1. Jonathan Wilson discusses the Corporate Transparency Act, which mandates businesses file a Beneficial Ownership Information (BOI) report. This requirement stems from Congress’s intent to increase transparency in business ownership to combat money laundering, human trafficking, and terrorist financing. The act, passed at the end of 2020 but only taking effect in 2024, is aimed at preventing illicit activities by ensuring that true ownership of companies is disclosed to the government.

2. Wilson breaks down the filing process for LLCs, which must submit basic information about the company and details of its beneficial owners. This includes owners who hold at least 25% of the business or those with substantial control, which broadly comprises roles like CEOs and board members. Each beneficial owner must provide their full legal name, date of birth, residential address, and a unique identifier, such as a driver’s license or passport number. This level of detail underscores the act’s goal of accurately identifying those behind business entities.

3. The conversation emphasizes the critical need for businesses to comply with the filing deadlines. Companies that existed before 2024 have until the end of the year to file their initial reports, with penalties for non-compliance set at $31 per day, accumulating to a maximum of $10,000. Wilson warns that willful refusal to file can lead to felony charges, highlighting the severe implications of failing to meet these new regulatory requirements. This serves as a wake-up call for business owners who may not be aware of these obligations.

4. While the act applies to a wide range of entities, Wilson notes that 23 types of organizations are exempt from filing, such as federally and state-chartered banks.
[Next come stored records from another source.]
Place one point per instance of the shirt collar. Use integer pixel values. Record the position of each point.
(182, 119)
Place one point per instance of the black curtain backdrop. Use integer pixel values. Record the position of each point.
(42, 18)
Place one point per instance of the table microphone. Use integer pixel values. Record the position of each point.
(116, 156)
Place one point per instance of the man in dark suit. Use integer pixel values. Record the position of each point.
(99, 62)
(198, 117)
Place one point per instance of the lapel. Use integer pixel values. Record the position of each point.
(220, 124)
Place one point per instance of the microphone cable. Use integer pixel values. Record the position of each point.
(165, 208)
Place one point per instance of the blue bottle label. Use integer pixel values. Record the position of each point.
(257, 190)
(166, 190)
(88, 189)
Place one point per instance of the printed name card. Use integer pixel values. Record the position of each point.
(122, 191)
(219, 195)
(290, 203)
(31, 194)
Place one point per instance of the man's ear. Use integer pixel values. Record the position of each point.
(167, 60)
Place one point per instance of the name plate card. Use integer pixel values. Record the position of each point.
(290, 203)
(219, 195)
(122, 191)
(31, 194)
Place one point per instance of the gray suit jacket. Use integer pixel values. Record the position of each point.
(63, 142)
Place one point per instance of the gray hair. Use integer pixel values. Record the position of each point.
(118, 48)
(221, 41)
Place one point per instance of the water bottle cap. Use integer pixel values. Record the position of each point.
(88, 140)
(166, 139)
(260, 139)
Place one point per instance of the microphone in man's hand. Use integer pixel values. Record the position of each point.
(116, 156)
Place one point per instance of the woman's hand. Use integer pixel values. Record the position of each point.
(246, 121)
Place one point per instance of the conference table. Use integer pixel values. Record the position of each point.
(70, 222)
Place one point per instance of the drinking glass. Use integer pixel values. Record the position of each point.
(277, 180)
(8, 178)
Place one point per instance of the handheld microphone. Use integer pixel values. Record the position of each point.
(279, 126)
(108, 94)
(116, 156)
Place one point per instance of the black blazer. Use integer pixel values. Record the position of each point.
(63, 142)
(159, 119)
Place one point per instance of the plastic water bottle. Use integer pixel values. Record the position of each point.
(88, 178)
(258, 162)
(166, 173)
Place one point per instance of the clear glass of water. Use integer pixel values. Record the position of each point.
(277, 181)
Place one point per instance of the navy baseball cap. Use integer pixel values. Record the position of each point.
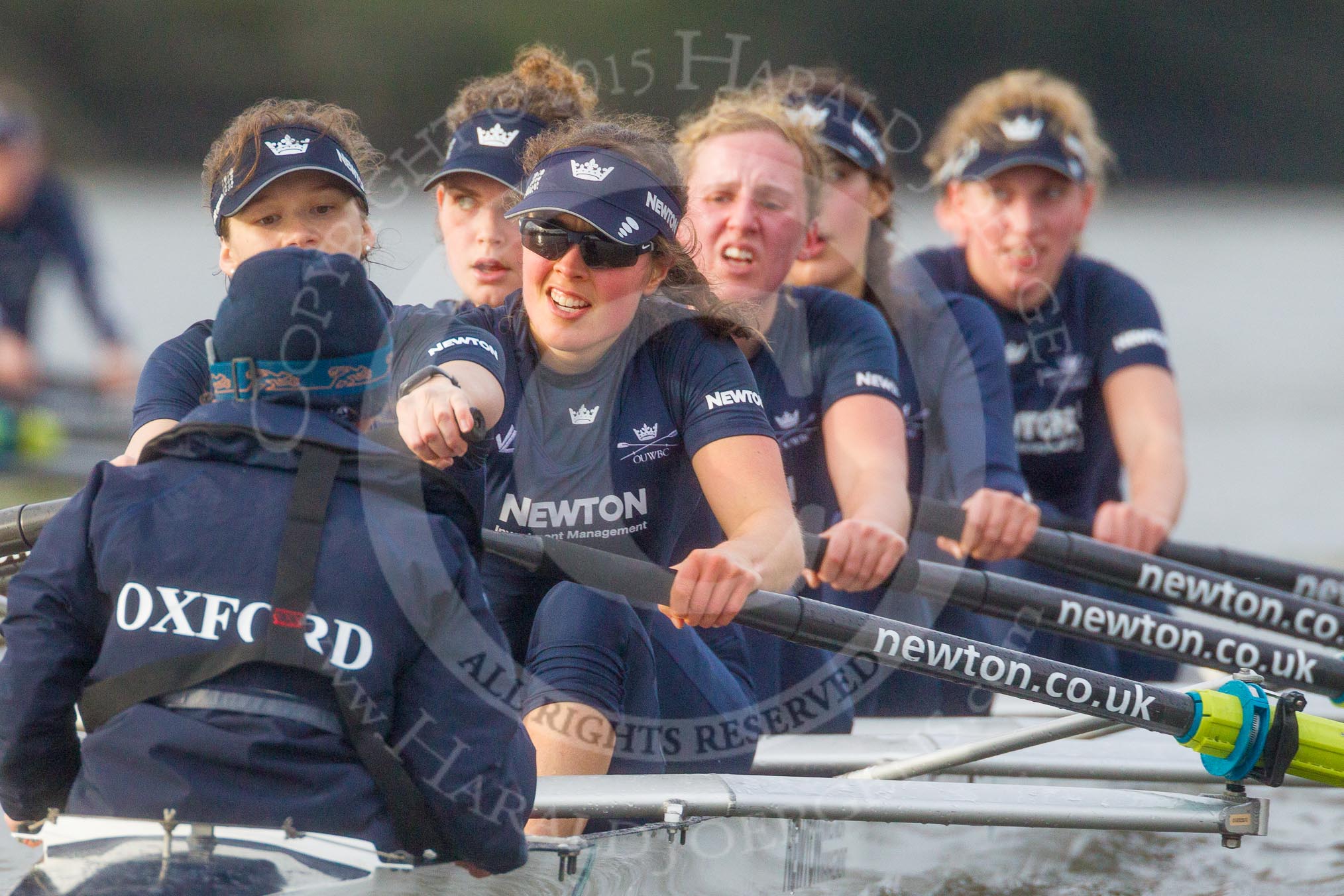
(1030, 137)
(491, 142)
(842, 127)
(280, 151)
(302, 327)
(621, 197)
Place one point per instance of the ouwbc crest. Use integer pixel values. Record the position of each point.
(590, 170)
(584, 416)
(537, 182)
(808, 116)
(1022, 129)
(496, 136)
(288, 145)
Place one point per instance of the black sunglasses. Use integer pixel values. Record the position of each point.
(550, 241)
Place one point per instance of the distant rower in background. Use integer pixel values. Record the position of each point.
(292, 172)
(492, 119)
(36, 221)
(1022, 166)
(953, 380)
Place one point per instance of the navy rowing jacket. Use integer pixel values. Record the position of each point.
(179, 555)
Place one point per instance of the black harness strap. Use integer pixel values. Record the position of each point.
(282, 644)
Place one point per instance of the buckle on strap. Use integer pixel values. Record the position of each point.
(288, 618)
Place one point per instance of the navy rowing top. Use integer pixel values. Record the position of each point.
(823, 347)
(605, 456)
(1097, 321)
(176, 378)
(47, 227)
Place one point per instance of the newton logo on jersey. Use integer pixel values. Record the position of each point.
(886, 383)
(554, 515)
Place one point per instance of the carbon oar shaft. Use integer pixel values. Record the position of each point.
(886, 641)
(1303, 579)
(21, 526)
(1132, 629)
(1167, 581)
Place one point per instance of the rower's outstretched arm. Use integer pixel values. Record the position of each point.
(1144, 414)
(742, 477)
(866, 459)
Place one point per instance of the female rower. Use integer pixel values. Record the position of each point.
(634, 423)
(491, 121)
(1022, 167)
(827, 367)
(953, 376)
(292, 172)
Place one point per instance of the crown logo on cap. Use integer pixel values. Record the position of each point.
(628, 226)
(1022, 128)
(496, 136)
(290, 146)
(808, 116)
(590, 170)
(584, 416)
(537, 182)
(350, 167)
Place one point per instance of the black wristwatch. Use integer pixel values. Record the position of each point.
(422, 375)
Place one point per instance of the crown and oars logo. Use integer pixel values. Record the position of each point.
(496, 136)
(808, 116)
(590, 170)
(288, 145)
(1022, 129)
(584, 416)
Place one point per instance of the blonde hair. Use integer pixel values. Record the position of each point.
(338, 123)
(979, 113)
(745, 112)
(645, 140)
(541, 84)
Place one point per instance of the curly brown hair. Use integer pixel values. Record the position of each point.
(335, 121)
(647, 140)
(979, 112)
(736, 112)
(541, 84)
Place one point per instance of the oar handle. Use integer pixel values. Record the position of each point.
(21, 526)
(1304, 579)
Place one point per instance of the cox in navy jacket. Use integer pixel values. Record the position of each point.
(179, 555)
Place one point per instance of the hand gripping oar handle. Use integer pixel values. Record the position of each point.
(1120, 625)
(1164, 579)
(1303, 579)
(1225, 727)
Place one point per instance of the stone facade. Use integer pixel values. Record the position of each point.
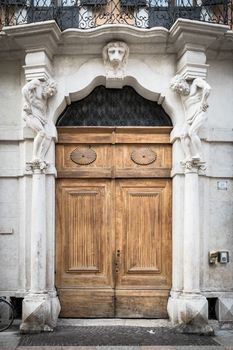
(202, 183)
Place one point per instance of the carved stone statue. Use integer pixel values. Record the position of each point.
(194, 98)
(115, 56)
(36, 94)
However, the exemptions can be complex, often requiring a nuanced understanding of what qualifies. Notably, many small businesses may fall under the “large operating company” exemption, but they must meet specific criteria, including generating over $5 million in gross receipts and having a physical presence in the U.S. In contrast, homeowner associations (HOAs), which are often overlooked, must file reports, adding an extra layer of compliance for many community organizations.

5. Nonetheless, Wilson introduces FinCENReport.com as a valuable resource for businesses needing assistance with the filing process. The platform offers a user-friendly interface for creating the necessary reports while keeping sensitive personal information confidential. For a typical filing fee of $199, businesses can access ongoing support for amendments, which is essential for maintaining up-to-date compliance. This approach not only simplifies the reporting process but also addresses concerns about privacy for beneficial owners who may not want to share their personal details with fellow board members or other stakeholders.

"Transparency is key in combating money laundering and ensuring that legitimate businesses aren't inadvertently facilitating illegal activities." – Jonathan Wilson.